- Born: Hugh Ellsworth Rodham April 2, 1911 Scranton, Pennsylvania, U.S.
- Died: April 7, 1993 (aged 82) Little Rock, Arkansas, U.S.
- Resting place: Washburn Street Cemetery
- Education: Pennsylvania State University (BS)
- Occupation: Businessman
- Political party: Republican
- Spouse: Dorothy Howell ​(m. 1942)​
- Children: Hillary; Hugh; Tony;
- Relatives: Bill Clinton (son-in-law); Chelsea Clinton (granddaughter);

= Hugh Rodham (born 1911) =

Father of Hillary Rodham Clinton

Hugh Ellsworth Rodham (April 2, 1911 - April 7, 1993) was an American businessman. He was the father of Hillary Clinton.

==Early life and education==
Hugh Ellsworth Rodham was born on April 2, 1911, in Scranton, Pennsylvania, the son of Hugh Rodham (1879–1965) and Hannah Jones (1882–1952). His parents were from the United Kingdom – his father emigrated from Oxhill, County Durham, England, at a young age with his family, he being the son of a coal miner, while his mother was born in Pennsylvania, to immigrant parents from Wales, one of whom was from Merthyr Tydfil; she was also descended from coal miner parents.

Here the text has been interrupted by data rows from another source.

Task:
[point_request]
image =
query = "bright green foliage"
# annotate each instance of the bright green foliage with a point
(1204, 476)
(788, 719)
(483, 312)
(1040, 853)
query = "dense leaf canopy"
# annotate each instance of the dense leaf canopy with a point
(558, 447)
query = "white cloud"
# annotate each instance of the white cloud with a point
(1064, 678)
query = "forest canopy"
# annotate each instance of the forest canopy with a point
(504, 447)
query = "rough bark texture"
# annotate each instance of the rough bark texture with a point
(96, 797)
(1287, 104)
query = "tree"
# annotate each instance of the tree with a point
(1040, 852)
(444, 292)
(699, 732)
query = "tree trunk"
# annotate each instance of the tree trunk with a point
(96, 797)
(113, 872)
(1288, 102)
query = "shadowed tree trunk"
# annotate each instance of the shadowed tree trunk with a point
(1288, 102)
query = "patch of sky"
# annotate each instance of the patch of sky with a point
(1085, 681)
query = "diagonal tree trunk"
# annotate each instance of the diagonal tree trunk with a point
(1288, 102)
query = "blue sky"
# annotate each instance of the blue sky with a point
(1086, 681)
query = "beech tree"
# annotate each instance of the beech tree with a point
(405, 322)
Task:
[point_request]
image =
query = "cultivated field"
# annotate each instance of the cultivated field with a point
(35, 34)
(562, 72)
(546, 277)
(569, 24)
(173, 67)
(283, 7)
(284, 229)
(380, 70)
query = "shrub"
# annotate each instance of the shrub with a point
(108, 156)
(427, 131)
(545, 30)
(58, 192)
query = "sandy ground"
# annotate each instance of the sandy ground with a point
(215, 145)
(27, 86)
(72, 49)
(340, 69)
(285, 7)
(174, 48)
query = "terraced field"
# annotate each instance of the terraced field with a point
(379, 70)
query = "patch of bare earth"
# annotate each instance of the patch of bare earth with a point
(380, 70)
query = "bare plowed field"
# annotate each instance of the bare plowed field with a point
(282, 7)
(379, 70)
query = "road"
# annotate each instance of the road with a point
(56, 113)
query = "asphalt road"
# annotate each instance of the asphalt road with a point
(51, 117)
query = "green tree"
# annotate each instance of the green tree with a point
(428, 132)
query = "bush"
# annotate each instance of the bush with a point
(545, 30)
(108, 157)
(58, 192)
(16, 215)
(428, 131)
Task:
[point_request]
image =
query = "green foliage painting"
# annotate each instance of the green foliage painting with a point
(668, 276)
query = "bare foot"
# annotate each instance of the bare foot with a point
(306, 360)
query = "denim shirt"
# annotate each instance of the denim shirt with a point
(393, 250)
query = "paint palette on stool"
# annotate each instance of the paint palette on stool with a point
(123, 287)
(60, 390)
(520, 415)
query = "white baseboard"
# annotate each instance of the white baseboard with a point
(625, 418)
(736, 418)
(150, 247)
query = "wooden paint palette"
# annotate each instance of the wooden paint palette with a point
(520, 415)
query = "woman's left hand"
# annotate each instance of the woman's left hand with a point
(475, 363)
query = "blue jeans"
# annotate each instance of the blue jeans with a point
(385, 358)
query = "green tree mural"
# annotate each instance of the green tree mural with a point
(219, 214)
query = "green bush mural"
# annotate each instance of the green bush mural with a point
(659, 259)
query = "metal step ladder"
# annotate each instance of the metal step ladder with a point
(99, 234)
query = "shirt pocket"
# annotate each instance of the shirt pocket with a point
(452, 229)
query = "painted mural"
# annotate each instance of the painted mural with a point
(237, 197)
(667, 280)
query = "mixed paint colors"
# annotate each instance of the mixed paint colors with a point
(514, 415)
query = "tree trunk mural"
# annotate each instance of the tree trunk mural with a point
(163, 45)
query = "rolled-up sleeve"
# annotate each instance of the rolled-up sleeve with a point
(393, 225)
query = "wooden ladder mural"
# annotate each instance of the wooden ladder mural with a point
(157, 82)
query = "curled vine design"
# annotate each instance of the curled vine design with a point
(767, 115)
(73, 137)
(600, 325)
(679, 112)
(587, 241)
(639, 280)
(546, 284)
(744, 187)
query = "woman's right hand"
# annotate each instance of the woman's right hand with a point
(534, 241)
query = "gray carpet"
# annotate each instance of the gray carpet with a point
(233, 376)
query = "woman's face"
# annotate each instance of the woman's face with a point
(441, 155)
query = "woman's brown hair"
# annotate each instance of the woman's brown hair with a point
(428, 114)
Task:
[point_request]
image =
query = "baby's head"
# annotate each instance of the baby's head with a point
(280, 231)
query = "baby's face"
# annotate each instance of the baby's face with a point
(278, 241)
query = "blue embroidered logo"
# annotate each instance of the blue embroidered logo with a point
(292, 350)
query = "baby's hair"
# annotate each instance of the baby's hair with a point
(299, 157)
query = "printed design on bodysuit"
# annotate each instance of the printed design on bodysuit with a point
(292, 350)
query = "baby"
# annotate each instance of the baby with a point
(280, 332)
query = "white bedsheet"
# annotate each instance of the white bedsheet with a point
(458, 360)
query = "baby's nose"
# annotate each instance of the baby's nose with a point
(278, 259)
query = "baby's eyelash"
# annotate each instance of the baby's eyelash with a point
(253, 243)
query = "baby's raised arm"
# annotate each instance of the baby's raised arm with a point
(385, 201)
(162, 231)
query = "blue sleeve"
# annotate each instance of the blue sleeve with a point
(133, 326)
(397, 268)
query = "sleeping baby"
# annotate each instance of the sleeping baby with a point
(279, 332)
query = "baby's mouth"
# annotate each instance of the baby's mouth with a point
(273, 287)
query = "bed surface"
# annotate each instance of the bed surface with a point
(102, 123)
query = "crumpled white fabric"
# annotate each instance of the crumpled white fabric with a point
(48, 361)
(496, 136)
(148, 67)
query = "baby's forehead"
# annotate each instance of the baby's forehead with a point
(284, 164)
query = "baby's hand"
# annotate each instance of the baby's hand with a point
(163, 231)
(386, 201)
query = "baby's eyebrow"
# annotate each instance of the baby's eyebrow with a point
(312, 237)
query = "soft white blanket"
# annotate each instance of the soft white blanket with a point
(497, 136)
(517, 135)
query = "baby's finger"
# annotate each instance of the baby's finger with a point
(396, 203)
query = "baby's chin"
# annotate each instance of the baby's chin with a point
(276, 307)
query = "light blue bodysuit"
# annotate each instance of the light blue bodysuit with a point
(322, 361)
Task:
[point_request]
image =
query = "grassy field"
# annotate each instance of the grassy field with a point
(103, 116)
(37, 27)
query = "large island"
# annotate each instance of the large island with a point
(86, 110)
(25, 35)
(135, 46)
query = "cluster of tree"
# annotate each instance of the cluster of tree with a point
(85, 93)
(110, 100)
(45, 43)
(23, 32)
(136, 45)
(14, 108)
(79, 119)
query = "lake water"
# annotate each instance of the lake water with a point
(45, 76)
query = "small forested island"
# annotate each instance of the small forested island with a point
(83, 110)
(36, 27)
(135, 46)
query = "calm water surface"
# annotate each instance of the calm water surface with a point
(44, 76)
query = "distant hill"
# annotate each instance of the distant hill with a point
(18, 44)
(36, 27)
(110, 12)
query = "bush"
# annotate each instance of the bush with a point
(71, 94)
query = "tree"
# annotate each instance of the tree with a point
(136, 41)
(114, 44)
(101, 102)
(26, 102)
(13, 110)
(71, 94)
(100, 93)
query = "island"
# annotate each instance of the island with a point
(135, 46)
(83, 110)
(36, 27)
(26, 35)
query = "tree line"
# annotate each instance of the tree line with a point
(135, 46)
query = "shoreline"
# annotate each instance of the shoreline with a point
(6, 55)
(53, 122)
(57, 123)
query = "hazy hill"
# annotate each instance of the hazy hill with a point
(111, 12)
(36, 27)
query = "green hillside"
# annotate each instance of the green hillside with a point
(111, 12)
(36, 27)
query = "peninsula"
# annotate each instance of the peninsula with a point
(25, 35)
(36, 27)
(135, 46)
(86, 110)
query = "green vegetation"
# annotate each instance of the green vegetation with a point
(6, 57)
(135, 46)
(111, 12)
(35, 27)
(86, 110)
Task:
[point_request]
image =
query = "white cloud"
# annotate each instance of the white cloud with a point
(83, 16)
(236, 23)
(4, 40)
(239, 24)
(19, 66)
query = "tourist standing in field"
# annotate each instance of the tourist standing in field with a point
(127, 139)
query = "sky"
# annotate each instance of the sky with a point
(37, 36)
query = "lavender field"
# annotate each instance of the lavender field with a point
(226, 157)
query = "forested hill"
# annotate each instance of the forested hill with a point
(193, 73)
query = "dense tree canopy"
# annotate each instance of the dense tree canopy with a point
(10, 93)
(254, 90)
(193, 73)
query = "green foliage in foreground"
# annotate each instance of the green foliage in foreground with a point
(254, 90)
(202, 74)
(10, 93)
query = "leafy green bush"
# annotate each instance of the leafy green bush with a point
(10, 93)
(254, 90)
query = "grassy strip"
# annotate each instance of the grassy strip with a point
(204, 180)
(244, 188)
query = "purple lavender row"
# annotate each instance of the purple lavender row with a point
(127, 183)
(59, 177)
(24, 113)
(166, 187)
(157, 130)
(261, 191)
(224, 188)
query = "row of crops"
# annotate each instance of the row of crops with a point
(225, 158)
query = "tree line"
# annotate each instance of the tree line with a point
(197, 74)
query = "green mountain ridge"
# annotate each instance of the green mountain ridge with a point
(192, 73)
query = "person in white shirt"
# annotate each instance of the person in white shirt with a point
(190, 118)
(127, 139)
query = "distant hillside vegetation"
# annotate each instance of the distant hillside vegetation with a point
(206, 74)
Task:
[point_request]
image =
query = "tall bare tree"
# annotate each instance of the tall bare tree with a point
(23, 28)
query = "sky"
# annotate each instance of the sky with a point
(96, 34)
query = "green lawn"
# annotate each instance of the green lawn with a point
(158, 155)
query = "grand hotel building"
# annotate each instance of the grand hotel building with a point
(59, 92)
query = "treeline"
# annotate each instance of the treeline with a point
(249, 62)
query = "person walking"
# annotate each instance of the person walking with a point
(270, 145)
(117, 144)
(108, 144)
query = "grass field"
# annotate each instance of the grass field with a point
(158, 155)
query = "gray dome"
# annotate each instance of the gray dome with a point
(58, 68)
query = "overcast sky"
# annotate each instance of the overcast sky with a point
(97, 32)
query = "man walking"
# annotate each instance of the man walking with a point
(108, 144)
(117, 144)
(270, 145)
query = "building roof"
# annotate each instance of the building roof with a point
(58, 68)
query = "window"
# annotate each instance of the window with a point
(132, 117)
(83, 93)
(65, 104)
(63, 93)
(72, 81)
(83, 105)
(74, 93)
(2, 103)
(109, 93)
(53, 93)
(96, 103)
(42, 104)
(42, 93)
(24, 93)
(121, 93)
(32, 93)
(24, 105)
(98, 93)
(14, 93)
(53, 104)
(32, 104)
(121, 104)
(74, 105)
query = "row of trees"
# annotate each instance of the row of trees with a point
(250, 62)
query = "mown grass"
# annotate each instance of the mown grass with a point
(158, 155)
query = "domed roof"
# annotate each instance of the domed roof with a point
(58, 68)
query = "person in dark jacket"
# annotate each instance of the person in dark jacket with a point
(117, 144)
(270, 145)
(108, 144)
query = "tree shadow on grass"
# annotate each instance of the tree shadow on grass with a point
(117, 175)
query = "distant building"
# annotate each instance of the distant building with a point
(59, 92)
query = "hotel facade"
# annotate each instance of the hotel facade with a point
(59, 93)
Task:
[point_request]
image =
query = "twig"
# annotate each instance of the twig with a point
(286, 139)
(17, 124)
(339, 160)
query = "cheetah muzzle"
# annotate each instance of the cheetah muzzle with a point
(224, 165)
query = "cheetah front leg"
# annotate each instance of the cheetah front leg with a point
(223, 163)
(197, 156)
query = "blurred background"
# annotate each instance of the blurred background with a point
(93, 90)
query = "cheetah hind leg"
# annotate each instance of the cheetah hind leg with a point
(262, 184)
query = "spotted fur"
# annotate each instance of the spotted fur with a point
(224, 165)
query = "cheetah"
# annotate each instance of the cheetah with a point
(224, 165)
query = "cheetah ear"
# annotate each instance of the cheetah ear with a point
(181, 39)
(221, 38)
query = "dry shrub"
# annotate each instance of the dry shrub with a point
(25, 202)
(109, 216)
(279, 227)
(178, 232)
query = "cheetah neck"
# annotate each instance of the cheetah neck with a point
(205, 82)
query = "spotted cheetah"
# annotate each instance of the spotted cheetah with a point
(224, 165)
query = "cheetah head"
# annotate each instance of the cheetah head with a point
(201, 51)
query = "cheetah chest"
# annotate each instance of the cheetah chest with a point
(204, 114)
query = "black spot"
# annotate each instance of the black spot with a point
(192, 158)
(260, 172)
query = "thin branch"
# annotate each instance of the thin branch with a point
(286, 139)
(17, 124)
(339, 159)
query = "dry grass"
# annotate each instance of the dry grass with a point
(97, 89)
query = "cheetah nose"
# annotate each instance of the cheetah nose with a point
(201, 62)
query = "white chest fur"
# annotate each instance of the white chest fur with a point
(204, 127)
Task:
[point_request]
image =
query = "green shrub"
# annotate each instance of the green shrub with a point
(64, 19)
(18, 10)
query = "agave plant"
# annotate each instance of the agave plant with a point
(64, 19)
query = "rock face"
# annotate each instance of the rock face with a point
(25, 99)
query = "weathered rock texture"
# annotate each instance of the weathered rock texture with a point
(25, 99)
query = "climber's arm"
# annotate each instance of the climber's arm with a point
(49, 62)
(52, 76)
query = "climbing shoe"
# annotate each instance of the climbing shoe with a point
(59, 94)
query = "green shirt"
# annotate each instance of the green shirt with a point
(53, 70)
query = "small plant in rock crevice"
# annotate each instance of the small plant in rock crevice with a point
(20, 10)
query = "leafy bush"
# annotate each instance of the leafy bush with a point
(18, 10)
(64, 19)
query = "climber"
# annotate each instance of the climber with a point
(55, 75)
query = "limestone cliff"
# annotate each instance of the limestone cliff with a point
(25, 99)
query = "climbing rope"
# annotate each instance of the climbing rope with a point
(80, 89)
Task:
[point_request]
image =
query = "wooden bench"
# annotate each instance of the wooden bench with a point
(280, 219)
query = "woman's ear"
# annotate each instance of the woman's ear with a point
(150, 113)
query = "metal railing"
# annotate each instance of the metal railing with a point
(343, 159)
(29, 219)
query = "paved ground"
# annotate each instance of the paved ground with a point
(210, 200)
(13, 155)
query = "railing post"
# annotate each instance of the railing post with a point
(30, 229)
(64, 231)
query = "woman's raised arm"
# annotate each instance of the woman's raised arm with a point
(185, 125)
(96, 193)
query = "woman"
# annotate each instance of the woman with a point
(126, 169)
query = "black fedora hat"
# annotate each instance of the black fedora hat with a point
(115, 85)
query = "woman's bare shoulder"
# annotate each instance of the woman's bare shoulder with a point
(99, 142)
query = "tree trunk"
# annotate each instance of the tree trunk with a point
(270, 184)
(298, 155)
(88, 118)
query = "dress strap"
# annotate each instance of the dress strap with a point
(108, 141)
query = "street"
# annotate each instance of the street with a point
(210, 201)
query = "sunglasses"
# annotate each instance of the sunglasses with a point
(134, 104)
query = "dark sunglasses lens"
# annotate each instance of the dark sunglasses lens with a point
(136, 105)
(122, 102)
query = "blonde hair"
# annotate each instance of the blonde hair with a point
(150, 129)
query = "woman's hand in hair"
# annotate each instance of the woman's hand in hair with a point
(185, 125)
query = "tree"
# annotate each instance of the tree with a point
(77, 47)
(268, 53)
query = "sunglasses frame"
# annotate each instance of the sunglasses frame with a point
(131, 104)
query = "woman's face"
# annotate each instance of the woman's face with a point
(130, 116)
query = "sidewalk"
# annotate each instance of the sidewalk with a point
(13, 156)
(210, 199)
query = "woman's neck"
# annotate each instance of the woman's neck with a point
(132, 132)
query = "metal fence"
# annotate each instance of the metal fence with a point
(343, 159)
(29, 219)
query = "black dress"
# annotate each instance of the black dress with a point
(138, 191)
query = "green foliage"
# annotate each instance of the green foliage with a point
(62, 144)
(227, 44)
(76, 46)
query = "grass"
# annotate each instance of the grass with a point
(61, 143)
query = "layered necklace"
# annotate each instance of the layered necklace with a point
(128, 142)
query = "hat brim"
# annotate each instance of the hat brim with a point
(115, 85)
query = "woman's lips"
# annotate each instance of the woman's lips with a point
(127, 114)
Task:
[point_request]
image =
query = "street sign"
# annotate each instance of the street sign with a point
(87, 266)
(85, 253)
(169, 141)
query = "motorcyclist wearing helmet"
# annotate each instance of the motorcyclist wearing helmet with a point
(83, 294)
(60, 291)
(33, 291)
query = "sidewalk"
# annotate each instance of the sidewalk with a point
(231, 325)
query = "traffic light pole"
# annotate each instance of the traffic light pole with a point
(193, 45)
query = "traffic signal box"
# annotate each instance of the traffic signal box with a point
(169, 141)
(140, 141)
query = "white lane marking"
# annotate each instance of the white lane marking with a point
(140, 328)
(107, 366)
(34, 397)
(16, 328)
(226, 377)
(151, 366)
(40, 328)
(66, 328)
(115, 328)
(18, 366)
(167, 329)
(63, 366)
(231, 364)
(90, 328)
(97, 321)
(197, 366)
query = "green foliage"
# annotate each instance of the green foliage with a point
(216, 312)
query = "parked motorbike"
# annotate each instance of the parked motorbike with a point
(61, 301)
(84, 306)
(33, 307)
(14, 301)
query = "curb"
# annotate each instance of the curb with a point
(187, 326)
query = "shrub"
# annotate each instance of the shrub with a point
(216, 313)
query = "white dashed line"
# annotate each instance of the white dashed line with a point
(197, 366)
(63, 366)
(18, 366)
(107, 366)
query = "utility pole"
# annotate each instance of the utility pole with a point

Rodham attended Pennsylvania State University and was a third-string tight end for the Penn State Nittany Lions football team. He joined the Delta Upsilon. He graduated with a Bachelor of Science degree in physical education from the College of Education in 1935, at the height of the Great Depression.

==Career==
Rodham briefly worked for his mother's employer, Scranton Lace Company, then freighthopped to Chicago without telling his parents. Rodham found work there selling drapery fabrics around the Midwest, sending the money he made back home.

In World War II, Rodham served in the United States Navy. He became a chief petty officer stationed at the Great Lakes Naval Station, performing training duties for sailors headed for the Pacific Ocean theater of World War II. After the war, he established a successful career in the textile supply industry, starting with Rodrik Fabrics, a drapery fabric business located in Chicago's famous Merchandise Mart building. His company made draperies and window shades; customers included offices, hotels, airlines, and theaters. He later opened a fabric print plant building on the North Side. During the 1940s, Rodham and his wife Dorothy lived in the Edgewater neighborhood of Chicago.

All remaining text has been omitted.